Dear Ram,
Thanks for hurling back at me a lot
of the jumbled thoughts in my mind. A good lesson in thinking very carefully first and then writing and
also an effective highlighter of confused issues.
Ram:
When you know who you are the only thing left is to tidy up the mind,
assuming you believe it needs tidying.
I’ve met many mahatmas, Indian and Western, who never finished the
job. One, a friend’s guru, had so many
bizarre ideas it kept me in stitches for hours.
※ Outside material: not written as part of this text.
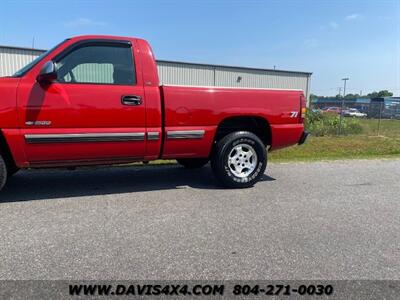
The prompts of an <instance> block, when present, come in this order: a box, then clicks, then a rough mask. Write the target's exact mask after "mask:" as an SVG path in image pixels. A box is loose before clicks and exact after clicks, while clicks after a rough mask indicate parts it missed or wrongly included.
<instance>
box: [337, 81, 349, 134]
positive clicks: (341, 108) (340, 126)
mask: <svg viewBox="0 0 400 300" xmlns="http://www.w3.org/2000/svg"><path fill="white" fill-rule="evenodd" d="M342 80H343V81H344V87H343V98H342V107H341V108H340V119H339V135H340V134H341V133H342V120H343V109H344V97H346V82H347V80H349V78H348V77H346V78H342Z"/></svg>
My friend ‘felt’ his presence and intuited his enlightenment but the
relationship was a source of immense confusion because she thought that she had
to take on board all his cockamamie ideas if she was going to free
herself. It was clear to me that to
amuse himself and relieve transcendental boredom he zipped around the inner
cosmos visiting various subtle planes enjoying interesting and bizarre
experiences…and that his ‘teachings’ were just a recapitulation of his
experiences. He was enlightened but he
was a lousy guru because he was completely unconcerned about her
confusion. He did not bother to teach
lesson number one: that no particular experience is necessary for
enlightenment.
Perhaps he thought that a ray of his
shakti was going to magically enlighten her. She did have many experiences with him but
the relationship was ultimately not helpful, except to show her that
enlightenment and gurudom can have nothing to do with
each other. Had he purified his mind and
had he learned a time tested and impersonal means to communicate Self knowledge
he would have been useful to her. She finally
moved on.
Another kind of jnani develops his
or her ‘own teaching’ which involves translating the ‘experience of the Self’
into some sort of intellectual language.
But this can also be very confusing.
It may help steer entry level people in the ‘spiritual’ direction but is
rarely a vehicle for enlightenment because it is so personal and
idiosyncratic.
I am lazy and don’t have enough
vanity to invent ‘my’ teachings so I just let Vedanta do the talking. The rishis already developed and refined a
very effective means of enlightenment based on experience, logic and reason,
one that requires nothing more than an open, mature, discriminating mind.